The final version of gaze.go:

package main
// gaze.go v1

import (
  "fmt"
  "os"
  "time"
  "github.com/peterhellberg/hn"
)

func main() {
  hn := hn.DefaultClient
  fmt.Println("- Scanning the front page of HN for our post...")
  now := time.Now()
  fmt.Printf("Time: %s (%s)\n", now.Format("15:04 EST"),
    now.Format(time.RFC3339))

  ids, err := hn.TopStories()
  if err != nil {
    panic(err)
  }

  fmt.Println("- Checking top 100 posts...")
  for i, id := range ids[:100] {
    item, err := hn.Item(id)
    if err != nil {
      panic(err)
    }

    if (item.Title == "Navel Gazing on Hacker News") {
      fmt.Println(i, "–", item.Title, "-", item.Score)

      if (i < 31) {
        fmt.Println("We were", i, "(front page!)")
        os.Exit(0)
      }
    }
  }

  fmt.Println("Did not find our post!")
  os.Exit(1)
}

The two main adjustments I've made to this script are:

  • I'm scanning the top 100 instead of the top 30, since the API client allows for that and I'm marginally interested in the post trajectory (if it has any 😬)
  • I'm logging what rank it is and the "score" each time I scan

This should make for slightly more useful log data after the fact if I want to review things down the line.

Keeping my computer awake

I think I've configured all the normal "display shutoff" settings to keep my laptop awake, but just to be sure, I'm also going to use an app called Amphetamine as well. That's it! See you in 24 hours. 😊

Results

What happened?

Did not reach the front page :(

Post mortem

I'm mostly unsurprised at the result for a few reasons:

  • That was my account's first post on HN (hadn't gained any karma up until that point)
  • The title isn't that clickbait-y
  • I submitted this on a Saturday a little after 1PM EST, which might be a competitive time to post

It does look like I got a handful of upvotes, but probably not anywhere near enough to crack the front page. But without knowing the actual volume of posts per day, it's hard to say how reasonable a goal that was. Are 10% of posts destined for the top page? 1%? Does it vary by day posted? Time posted? Possible explorations for a future post! 💫

A reasonable question

Q. Why did you bother using go at all? Why not just use curl and some JSON parsing?
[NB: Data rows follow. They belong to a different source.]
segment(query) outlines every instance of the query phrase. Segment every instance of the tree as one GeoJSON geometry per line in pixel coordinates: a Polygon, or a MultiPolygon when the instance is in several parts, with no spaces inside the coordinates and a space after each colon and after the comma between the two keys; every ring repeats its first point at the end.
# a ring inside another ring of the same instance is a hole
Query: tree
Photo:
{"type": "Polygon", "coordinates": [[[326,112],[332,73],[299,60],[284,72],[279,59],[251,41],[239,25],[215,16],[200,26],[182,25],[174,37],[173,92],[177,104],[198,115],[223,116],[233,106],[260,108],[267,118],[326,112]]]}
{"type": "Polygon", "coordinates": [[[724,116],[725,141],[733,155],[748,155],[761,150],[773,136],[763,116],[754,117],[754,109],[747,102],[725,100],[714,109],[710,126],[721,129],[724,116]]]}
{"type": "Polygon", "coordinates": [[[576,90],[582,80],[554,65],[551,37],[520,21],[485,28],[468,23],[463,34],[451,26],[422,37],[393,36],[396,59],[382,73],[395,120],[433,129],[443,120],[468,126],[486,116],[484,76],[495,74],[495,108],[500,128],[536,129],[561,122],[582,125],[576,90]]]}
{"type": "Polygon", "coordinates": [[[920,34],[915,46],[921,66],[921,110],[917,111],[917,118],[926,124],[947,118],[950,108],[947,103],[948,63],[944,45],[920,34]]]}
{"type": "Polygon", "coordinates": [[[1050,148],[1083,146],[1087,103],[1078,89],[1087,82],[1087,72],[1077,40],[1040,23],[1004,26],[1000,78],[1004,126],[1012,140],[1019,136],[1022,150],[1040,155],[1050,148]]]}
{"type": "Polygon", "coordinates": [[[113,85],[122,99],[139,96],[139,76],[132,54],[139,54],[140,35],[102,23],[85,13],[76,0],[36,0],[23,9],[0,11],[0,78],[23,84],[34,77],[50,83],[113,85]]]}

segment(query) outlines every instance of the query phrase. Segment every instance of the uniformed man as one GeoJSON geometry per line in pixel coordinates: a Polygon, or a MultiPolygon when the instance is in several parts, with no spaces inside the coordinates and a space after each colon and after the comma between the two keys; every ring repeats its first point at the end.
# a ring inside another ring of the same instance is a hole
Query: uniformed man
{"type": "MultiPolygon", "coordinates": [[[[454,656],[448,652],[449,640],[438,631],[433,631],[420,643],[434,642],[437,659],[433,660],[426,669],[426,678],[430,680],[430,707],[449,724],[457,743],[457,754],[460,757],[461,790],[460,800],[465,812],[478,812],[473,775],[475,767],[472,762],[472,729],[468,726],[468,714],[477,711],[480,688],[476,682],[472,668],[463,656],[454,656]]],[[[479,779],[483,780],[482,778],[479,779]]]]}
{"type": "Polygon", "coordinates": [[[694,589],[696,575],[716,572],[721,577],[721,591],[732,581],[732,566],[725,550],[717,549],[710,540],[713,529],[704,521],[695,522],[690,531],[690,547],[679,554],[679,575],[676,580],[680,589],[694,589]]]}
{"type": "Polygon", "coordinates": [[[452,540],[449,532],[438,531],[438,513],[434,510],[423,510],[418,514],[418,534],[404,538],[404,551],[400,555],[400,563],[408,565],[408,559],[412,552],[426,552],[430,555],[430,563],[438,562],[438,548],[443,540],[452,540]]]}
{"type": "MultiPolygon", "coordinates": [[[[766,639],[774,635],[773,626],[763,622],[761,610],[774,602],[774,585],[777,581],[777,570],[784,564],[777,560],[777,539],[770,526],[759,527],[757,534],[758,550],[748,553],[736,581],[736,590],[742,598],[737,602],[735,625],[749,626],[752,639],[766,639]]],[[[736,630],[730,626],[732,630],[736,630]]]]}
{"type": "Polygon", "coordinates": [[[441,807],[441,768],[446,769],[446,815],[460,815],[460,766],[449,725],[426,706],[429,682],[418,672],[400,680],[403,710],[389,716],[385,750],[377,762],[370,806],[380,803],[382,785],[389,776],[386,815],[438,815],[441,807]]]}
A. I read this post and was considering doing the entire thing in go. It looks like Keybase has written a package to interact with launchd that I could have used. My bash scripting is rusty enough that doing everything in go would have gone more smoothly. But I decided against that - it's valuable to have done this using the more widely available set of tools.